A rebours des thèses postulant une fracture entre les jeunes et les « vieux », les auteurs de La Machine à trier considèrent qu’il n’y a pas de conflit de générations car :

  • l’ensemble des jeunes partagent les valeurs fondamentales de la société, qui constituent le socle du « vivre-ensemble » ;
  • « les jeunes » ne constituent pas une catégorie homogène : il n’y a pas une, mais deux jeunesses : l’une, diplômée, qui, malgré les difficultés de l’époque, « s’en sort » ; l’autre, non diplômée, est laissée à l’écart et décroche.

Sur les questions de mœurs et de respect des normes civiques, un clivage très net est en train de se former entre les diplômés d’une part, les non diplômés de l’autre. Au-delà des aspects éthiques, c’est notamment pour cela que la fracture qui grandit au sein de la jeunesse est inquiétante pour notre société. Celle-ci est d’autant plus inquiétante que les non diplômés subissent une « triple peine » qui ne fait qu’accroître le sentiment d’injustice et, donc, la radicalité, qu’ils ressentent à l’égard d’une société à laquelle ils aspirent. Cette notion de « triple peine » fera l’objet du prochain billet.

Voici ci-après les extraits de La Machine à trier relatifs aux « deux jeunesses ».

Chapitre 1 – La montée des inégalités au sein de la jeunesse

« Les jeunes français connaissent un chômage particulièrement élevé par rapport à leurs aînés et cette situation s’est aggravée depuis 1980. Fin 2010, le taux de chômage des 15-24 ans atteignait 24 % contre 8,5 % pour les 25-49 ans. Le rapport est donc d’un à trois. Dans les années 1990, le rapport était plus proche de deux [NDLR : dans les années 1990, le taux de chômage était de 20 % pour les jeunes, contre 9 % pour les adultes]. Par ailleurs, environ la moitié des jeunes connaît une ou plusieurs périodes de chômage au cours des trois années suivant la fin des études.
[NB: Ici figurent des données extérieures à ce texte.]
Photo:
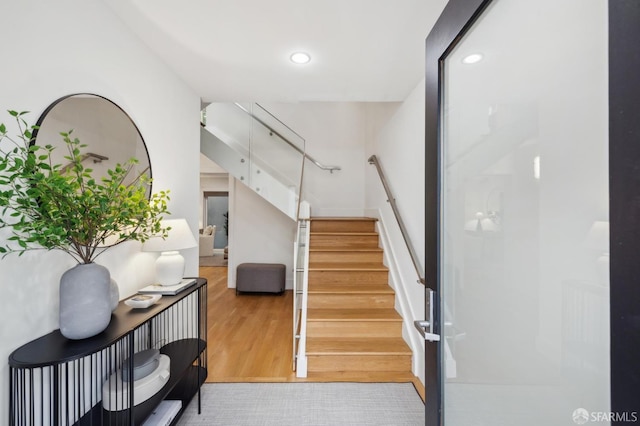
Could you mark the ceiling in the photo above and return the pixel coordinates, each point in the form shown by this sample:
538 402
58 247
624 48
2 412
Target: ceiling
238 50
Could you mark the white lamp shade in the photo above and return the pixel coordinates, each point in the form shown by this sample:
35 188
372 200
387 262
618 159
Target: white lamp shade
170 264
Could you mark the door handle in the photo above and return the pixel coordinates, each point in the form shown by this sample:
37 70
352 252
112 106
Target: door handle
425 327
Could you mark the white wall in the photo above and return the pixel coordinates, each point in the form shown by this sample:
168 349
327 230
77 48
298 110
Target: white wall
258 232
397 139
52 49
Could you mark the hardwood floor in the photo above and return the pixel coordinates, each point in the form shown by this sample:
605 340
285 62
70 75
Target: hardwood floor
249 338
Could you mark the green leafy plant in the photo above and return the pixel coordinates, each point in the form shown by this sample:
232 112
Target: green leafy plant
51 206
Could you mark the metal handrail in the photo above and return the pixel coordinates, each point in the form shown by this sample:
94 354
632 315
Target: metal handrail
294 146
405 235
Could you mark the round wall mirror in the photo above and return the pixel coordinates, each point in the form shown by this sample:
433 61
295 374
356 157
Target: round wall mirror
110 136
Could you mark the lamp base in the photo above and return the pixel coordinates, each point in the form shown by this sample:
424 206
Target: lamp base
169 268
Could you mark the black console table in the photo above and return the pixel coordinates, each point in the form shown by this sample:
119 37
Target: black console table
56 381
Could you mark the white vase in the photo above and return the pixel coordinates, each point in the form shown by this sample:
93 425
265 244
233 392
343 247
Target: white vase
85 301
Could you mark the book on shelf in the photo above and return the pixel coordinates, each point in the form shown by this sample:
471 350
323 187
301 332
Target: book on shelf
164 413
169 290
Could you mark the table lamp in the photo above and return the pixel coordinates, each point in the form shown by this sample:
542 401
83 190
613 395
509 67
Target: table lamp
170 263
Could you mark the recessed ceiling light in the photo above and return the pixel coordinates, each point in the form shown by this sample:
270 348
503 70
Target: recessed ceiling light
300 58
472 59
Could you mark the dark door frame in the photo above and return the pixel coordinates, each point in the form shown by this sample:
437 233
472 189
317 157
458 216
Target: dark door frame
624 192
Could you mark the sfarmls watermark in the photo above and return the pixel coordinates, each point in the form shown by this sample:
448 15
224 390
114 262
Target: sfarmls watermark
581 416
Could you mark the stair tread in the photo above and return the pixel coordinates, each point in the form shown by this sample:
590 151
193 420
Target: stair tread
343 218
348 249
341 233
360 314
350 288
357 346
347 266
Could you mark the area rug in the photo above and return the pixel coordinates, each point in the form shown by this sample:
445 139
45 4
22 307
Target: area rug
306 404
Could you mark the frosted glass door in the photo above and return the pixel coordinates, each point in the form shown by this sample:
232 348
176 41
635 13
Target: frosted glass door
524 230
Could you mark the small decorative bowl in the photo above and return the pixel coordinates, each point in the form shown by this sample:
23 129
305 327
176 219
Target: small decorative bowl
140 301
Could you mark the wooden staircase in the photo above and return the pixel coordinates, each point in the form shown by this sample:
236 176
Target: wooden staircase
353 329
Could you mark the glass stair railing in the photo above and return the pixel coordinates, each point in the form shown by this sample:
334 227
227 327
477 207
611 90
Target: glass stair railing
257 149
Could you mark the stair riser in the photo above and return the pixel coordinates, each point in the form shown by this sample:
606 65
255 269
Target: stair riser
346 256
343 226
342 241
354 329
325 363
350 301
349 277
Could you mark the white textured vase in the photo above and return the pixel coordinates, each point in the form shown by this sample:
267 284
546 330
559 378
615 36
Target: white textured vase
85 301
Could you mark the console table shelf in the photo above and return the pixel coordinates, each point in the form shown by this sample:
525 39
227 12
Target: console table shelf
56 381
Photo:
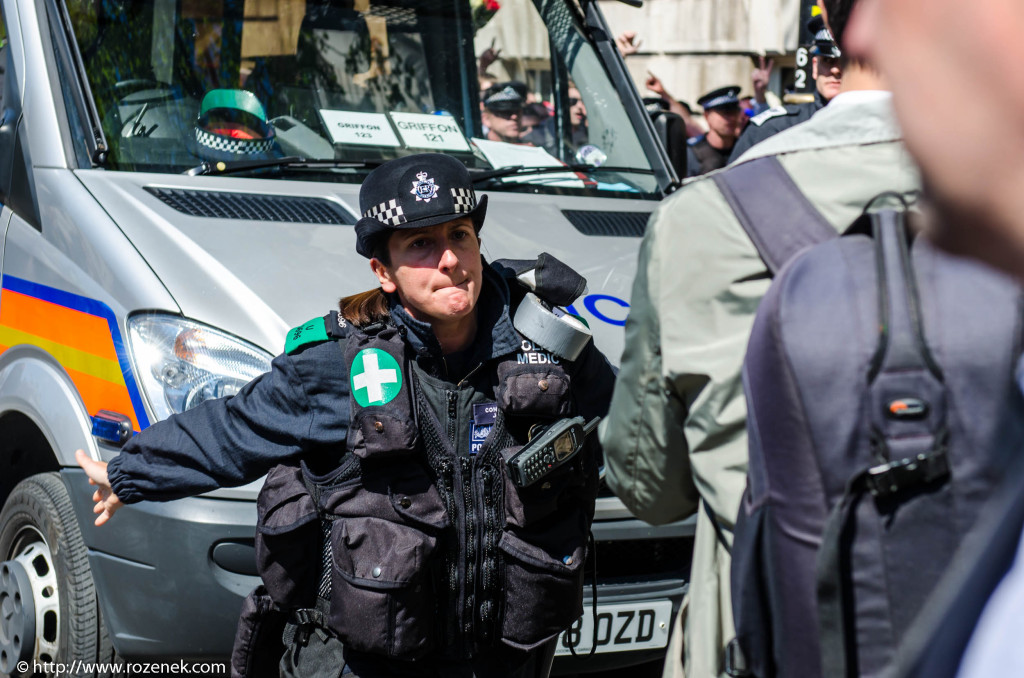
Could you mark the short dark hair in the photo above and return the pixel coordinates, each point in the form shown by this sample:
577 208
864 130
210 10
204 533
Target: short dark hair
839 15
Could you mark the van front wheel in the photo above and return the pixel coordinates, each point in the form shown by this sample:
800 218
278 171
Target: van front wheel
48 608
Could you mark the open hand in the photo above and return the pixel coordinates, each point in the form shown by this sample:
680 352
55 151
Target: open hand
107 501
628 43
761 77
489 55
654 84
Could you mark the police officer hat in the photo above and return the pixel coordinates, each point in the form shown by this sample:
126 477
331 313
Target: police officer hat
505 96
414 192
721 97
822 43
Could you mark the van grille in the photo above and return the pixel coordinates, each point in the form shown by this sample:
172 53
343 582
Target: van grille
643 559
253 207
622 224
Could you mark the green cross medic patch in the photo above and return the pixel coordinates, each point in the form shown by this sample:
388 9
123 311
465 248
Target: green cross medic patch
375 377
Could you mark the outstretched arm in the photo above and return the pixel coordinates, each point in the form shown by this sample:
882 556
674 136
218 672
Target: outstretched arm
107 501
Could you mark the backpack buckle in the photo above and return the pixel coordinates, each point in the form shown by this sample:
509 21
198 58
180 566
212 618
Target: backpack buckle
889 479
735 662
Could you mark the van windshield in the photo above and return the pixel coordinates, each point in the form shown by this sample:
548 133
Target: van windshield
181 82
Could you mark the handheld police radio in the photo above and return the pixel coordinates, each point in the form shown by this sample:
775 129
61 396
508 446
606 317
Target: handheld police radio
552 448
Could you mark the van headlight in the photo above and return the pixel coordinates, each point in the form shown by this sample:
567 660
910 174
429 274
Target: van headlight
181 364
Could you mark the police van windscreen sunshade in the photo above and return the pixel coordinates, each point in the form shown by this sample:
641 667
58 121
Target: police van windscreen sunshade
253 207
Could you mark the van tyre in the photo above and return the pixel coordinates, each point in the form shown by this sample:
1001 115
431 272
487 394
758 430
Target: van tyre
41 545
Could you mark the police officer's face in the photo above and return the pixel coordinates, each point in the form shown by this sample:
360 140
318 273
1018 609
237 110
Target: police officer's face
504 125
727 122
828 75
578 112
436 270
Certes, les jeunes rencontrent des difficultés d’insertion dans l’emploi dans de nombreux pays. Du fait de leur inexpérience et de la généralisation des emplois à durée déterminée, ils mettent inévitablement du temps à trouver un emploi stable et connaissent plus souvent le chômage que les adultes, même si c’est pour des durées souvent assez courtes. Cependant, tous les pays ne sont pas logés à la même enseigne. En 2009, le taux de chômage des jeunes n’était « que » d’une fois et demie celui des adultes en Allemagne, deux fois au Danemark, aux Pays-Bas, en Suisse, au Canada, aux États-Unis, et même en Espagne, et non trois fois comme en France.

Dans l’Hexagone, le chômage des jeunes est aussi nettement plus sensible à la conjoncture que dans les autres pays comparables de l’OCDE. La crise financière et économique qui a éclaté en 2008 en a fourni une illustration frappante. Le chômage est aussi plus stigmatisant qu’ailleurs (hormis l’Espagne) : une trop longue expérience de chômage à la sortie des études produit des répercussions négatives en termes de carrière et de revenus, qui se font encore sentir après quinze ans de présence sur le marché du travail.
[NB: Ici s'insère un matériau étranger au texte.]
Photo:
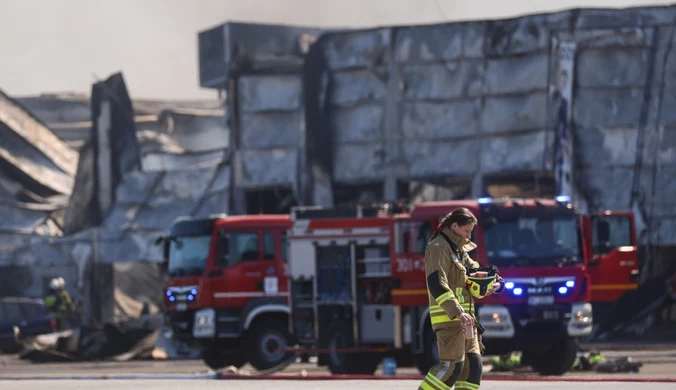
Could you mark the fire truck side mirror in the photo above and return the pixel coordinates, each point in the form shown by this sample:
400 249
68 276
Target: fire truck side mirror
489 222
603 235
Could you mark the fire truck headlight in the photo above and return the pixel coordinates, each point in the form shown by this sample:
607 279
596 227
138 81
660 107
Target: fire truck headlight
205 324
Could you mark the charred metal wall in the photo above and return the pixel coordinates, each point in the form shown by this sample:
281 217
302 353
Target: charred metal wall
578 101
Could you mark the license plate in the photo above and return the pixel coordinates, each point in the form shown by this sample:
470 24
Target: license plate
542 300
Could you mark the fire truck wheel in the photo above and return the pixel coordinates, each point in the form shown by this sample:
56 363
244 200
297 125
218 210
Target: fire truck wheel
430 354
340 336
216 359
268 341
558 360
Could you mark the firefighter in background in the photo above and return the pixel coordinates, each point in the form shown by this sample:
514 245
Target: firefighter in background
59 303
451 304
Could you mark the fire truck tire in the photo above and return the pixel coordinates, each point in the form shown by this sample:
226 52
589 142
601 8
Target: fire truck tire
267 341
558 360
216 359
339 336
430 354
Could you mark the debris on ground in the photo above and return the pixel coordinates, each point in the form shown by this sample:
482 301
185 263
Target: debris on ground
590 361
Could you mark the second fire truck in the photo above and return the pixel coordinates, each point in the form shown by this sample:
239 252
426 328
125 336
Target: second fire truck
358 289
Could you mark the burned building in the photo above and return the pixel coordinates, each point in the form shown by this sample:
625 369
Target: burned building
574 103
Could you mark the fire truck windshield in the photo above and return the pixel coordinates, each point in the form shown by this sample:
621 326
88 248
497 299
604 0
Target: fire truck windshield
188 255
533 242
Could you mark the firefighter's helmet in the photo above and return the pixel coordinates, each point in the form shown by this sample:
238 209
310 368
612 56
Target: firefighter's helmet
480 284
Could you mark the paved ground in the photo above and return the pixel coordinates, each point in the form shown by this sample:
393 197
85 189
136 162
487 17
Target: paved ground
324 385
657 363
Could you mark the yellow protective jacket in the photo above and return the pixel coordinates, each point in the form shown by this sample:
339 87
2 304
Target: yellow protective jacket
446 272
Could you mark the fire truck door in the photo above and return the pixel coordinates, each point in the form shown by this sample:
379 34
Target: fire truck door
614 262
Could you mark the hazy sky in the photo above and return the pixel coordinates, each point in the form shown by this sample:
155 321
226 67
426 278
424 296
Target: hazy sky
58 45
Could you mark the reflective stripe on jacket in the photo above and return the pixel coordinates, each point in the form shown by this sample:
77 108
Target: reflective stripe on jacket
445 271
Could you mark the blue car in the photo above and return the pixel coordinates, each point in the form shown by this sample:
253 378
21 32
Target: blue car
28 315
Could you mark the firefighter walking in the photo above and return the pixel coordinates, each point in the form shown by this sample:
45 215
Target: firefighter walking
451 289
59 304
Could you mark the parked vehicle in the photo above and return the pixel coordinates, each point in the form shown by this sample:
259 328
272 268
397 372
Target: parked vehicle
358 282
21 318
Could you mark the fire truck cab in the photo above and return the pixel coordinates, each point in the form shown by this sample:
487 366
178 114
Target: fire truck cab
226 288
Le débat sur l’ampleur des inégalités entre générations est certainement loin d’être clos, mais on aurait tort de se focaliser sur ce qui oppose les jeunes aux adultes. Les inégalités au sein de la jeunesse sont bien plus importantes et elles n’ont fait que s’aggraver. Un fossé s’est ainsi progressivement creusé entre les jeunes non diplômés et les autres jeunes. »

Chapitre 2 – Des aspirations contrariées, un défaut d’intégration

« N’en déplaise à certains, il n’y a pas eu de montée généralisée de la précarité qui aurait concerné toutes les classes d’âge et qui toucherait désormais aussi les adultes. Au contraire, une particularité française, partagée avec d’autres pays du sud de l’Europe, est d’avoir un marché du travail très segmenté qui concentre l’essentiel de la flexibilité sur les entrants, dont les jeunes représentent la plus grande part. Cependant, l’âge venant, la plupart d’entre eux finissent par décrocher ce fameux « CDI » qui est la clé d’entrée pour accéder au statut d’adulte.
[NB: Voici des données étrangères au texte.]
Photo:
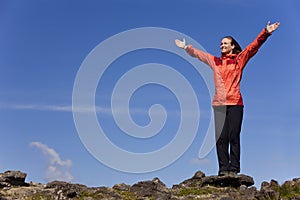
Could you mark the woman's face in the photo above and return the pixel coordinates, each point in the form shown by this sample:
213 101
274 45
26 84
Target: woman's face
226 47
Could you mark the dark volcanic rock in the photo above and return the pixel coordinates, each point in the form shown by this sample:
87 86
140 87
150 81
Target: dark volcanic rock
67 189
200 180
155 189
198 187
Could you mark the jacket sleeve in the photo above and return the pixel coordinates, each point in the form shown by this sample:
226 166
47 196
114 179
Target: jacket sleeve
252 48
201 55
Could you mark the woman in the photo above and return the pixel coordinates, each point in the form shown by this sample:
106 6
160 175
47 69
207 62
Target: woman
228 103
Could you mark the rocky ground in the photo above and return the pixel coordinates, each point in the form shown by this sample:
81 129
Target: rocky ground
13 186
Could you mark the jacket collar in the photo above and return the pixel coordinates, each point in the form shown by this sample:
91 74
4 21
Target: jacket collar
232 56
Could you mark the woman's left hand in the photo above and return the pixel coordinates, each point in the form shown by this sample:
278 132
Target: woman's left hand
272 27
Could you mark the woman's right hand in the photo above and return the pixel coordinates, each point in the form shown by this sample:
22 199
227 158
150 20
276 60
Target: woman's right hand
180 44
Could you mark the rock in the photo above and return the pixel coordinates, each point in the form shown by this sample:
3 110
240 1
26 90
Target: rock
122 187
200 180
152 189
12 178
198 187
66 189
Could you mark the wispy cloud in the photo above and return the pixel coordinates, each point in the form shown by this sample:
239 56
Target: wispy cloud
98 109
57 168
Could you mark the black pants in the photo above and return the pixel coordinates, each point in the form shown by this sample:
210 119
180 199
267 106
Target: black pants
228 123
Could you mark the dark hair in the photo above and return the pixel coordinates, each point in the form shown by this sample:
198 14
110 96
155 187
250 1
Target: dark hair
237 48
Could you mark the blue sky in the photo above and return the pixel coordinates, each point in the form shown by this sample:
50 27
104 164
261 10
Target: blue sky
44 42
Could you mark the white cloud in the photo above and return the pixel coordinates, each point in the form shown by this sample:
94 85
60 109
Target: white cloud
57 168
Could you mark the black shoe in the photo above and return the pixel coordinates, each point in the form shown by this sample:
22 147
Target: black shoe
232 173
223 173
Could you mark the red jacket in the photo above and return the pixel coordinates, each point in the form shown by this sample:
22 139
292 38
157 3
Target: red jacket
228 70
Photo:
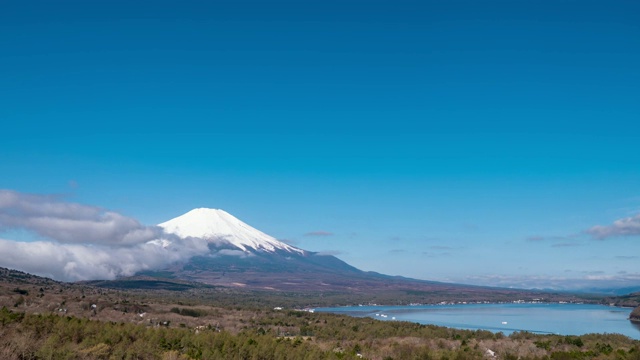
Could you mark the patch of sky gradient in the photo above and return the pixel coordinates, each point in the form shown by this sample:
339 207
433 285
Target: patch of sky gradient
457 140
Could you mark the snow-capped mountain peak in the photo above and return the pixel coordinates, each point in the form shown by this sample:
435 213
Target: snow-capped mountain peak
215 226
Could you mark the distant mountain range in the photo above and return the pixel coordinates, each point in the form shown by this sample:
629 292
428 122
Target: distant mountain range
244 257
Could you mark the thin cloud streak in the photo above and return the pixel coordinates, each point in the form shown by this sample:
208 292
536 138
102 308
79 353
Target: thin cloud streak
319 233
629 226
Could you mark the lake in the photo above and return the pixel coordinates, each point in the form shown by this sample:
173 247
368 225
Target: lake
563 319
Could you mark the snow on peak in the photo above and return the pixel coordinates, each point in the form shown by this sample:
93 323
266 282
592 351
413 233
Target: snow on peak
216 225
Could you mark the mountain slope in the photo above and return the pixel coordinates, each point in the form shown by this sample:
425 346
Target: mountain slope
219 227
243 257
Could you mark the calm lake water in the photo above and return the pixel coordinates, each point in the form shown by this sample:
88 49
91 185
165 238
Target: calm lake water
564 319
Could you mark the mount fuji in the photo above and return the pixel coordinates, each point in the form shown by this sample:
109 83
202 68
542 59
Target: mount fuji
219 227
241 256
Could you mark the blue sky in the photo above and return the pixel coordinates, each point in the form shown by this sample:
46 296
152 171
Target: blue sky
467 141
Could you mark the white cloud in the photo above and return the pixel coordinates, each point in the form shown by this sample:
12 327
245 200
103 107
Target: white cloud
628 226
84 242
70 223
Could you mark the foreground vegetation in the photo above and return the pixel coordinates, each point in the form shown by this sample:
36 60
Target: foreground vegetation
44 319
286 335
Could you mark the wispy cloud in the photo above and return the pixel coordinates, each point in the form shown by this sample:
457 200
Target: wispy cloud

Les enquêtes menées sur les aspirations des jeunes révèlent toutes qu’ils ont envie de devenir indépendants et que le travail et la famille restent pour eux des valeurs centrales [contrairement à l’idée qui s’est installée dans l’opinion à la suite du film d’Étienne Chatiliez « Tanguy » (2001), les travaux sur l’entrée dans la vie adulte ont montré que le report du départ de chez les parents n’avait pas dépassé ce qui était induit par la prolongation des études et les difficultés d’accès à l’emploi. Aujourd’hui, les jeunes quittent, en moyenne, à vingt et un ans le domicile des parents et accèdent à un logement qu’ils paient eux-mêmes environ deux plus tard]. Un sondage de mai 2011 révèle même que le travail et la famille ont plus d’importance pour les jeunes que pour les adultes. À la question « quelles sont aujourd’hui vos principales préoccupations dans votre vie quotidienne ? », 54 % des jeunes répondent qu’il s’agit de « leur situation professionnelle », alors que pour l’ensemble des Français, seuls 25 % font le même choix. Les jeunes choisissent aussi à 51 % « leur situation affective et familiale » comme étant au coeur de leurs préoccupations, contre 40 % pour l’ensemble de la population1. Les jeunes veulent donc devenir adultes et cette aspiration passe principalement à leurs yeux par l’occupation d’un emploi et la création d’une famille.[…]

Bien que les aspirations soient communes, les destins divergent souvent radicalement selon le niveau d’études. Un clivage des valeurs répond-il à cette divergence des destins ? Nous avons essayé de le vérifier en comparant de manière systématique les attitudes des jeunes selon qu’ils ont ou non un diplôme et en nous appuyant notamment sur la dernière enquête sur les valeurs réalisée en France en 2008, qui fournit une base de données incomparable sur les aspirations et les normes des Français. […]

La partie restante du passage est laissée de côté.